Over the long run, the sanctions and reduced technological exposure to the West will have an impact in reducing Russian competitiveness and overall standards of living. The war has caused a “brain drain” as many IT specialists, scientists, and other Russians have left to avoid possible military service; individuals who are unlikely to return in any significant number after the war ends. While one might assume that Russia could keep pace with technological developments by simply buying, borrowing, copying, or stealing it, this strategy tends not to be as effective as one might suppose. China has been copying technology for decades. And while China has grown economically and become more powerful over the last 40 years, in many areas it still trails the West and others in technological advancement. The act of going through and developing technology creates benefits (i.e. smarter engineers/scientists/technicians) than what occurs when someone simply produces a copy of a machine and/or reverse engineers a process. Russian scientists/engineers who haven’t left are often being shut out of international technological symposiums and are not being exposed to western tech companies through business interactions as a result of the sanctions. That Russia is reducing this exposure to technological ecosystems means that its overall competitiveness is likely to suffer even after the war ends. Perceptions on the riskiness of doing business in Russia are likely to continue even after sanctions are lifted, thereby slowing the sort of technology transfer that would occur more rapidly in a country perceived to be more stable.
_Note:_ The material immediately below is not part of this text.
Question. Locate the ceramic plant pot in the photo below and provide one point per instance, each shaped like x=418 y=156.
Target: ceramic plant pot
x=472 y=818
Another long run factor are some apparent labor shortages in Russian industry. The longer the war goes on, the more acute these shortages will become, both from men killed/injured at the front, and from more men being sent (even if they are not killed/wounded). Some of these shortages might be mitigated in theory by encouraging immigration from former Soviet states and other locations. However, there have been reports of foreign workers being shipped off to the military at some point after arriving in Russia. How extensive these cases are is hard to say. However, if the perception takes that this is a major risk, finding foreign workers willing to go to Russia to alleviate labor shortages might prove challenging.


Conclusion:

To answer the question as to how long the Russian economy can hold up and support the Russian war effort, the answer is likely ‘more or less indefinitely’. Putin needs to have something that he can sell as a win, and he has partners such as China, and to a lesser extent India, that are willing to continue to do business with him. China doesn’t want him to lose and will act where it can to ensure his economic capacity remains adequate to at least not lose as his actions put some pressure on the U.S. While China still needs the U.S. as a trading partner, having someone else put pressure on the U.S. (or its allies) is a good thing from China’s perspective. This dynamic ensures that the war is likely to go on until either the West supplies Ukraine with massive military aid that would somehow allow the Ukrainians to militarily eject Russia from Ukrainian territory, including Crimea (unlikely as Ukraine appears to have some manpower shortfalls currently), or Putin achieves some result that he can live with.


While sanctions against Russia and the restriction in trade is likely to create a Russia with lower standards of living in ten years than what they are today and also less technologically advanced relative to certain other places, the idea that the Russian economy will collapse to the point that Putin is forced to sue for peace or be forced to negotiate from a hopeless position does not appear to be realistic. Some have predicted that Russia will eventually be reduced to a very large version of North Korea. This too is likely unrealistic. North Korea is only relevant because it has nuclear weapons; it really has nothing else to offer. Russia, on the other hand, has large quantities of natural resources, thereby making it potentially relevant to many countries. Whatever a future Russian economy looks like and whatever shortcomings it is likely to possess, it probably won’t be as a collapsed economy forced into stopping the war entirely on the West’s terms as had been intended.